I’ve been thinking more and more about OpenSocial recently. Today, I spoke with Hooman Radfar, CEO of Clearsping after they announced their decision to support OpenSocial. I asked him why his company wasn’t going to be rendered useless by OpenSocial. Why would I say that his company’s services could be rendered useless? Ultimately, Google’s goal is obvious. Google’s OpenSocial is a standard that makes it easier in the future to host all distributed web applications on one platform. The only problem is that Google hasn’t yet announced the platform because none of the OpenSocial partners would agree to it.

As of now, OpenSocial is 3 XML schemas and a few unstable javascript libraries.

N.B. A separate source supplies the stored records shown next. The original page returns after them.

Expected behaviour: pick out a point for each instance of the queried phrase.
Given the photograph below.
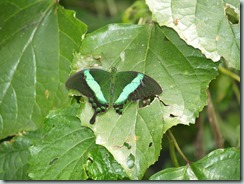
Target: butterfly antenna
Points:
(162, 101)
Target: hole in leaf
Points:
(232, 16)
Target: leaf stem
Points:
(229, 73)
(171, 136)
(214, 123)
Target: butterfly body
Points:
(105, 89)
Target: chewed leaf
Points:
(182, 72)
(211, 26)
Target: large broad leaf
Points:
(134, 138)
(37, 39)
(211, 26)
(221, 164)
(14, 157)
(67, 151)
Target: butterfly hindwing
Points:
(104, 88)
(147, 88)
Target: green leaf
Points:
(203, 25)
(102, 166)
(221, 164)
(37, 42)
(134, 139)
(14, 157)
(62, 151)
(67, 151)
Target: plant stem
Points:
(229, 73)
(171, 136)
(172, 152)
(214, 123)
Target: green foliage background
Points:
(46, 135)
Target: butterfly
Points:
(104, 89)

Those few things could have been thrown together by a few developers in a couple weeks (including snack breaks, rolling in late to work, etc). I don’t mean to discount the value of this movement but let’s be honest, OpenSocial really isn’t that deep a concept: one standard for interpreting the social graph within any social network. Wouldn’t Google want access to the data of all of these social applications? Definitely.

The only problem is that Google can’t convince any of the social networks to accept a single distributed web application platform that is managed by Google. Instead, there are rumblings within the industry of a new platform being developed with the backing of other major players, some of which have agreed to accept the OpenSocial standard. In the end what needs to be developed is two things: the ability to transport my identity across social networks and one platform for developers to distribute their applications across all social networks with the click of a button.

While Google’s current actions may be altruistic, I would argue that the reasoning behind Google’s actions are not. For now, Google has provided social networks with a standard to use when developing their platforms. Now they need to go and build those platforms. That’s like me coming over to your house with some chocolate and asking you to make me a soufflé. There’s still a lot of work to be done and expecting Google to convince the other social networks to actually open-up is ludicrous. That’s what we were hoping for from OpenSocial but it’s exactly what OpenSocial is not.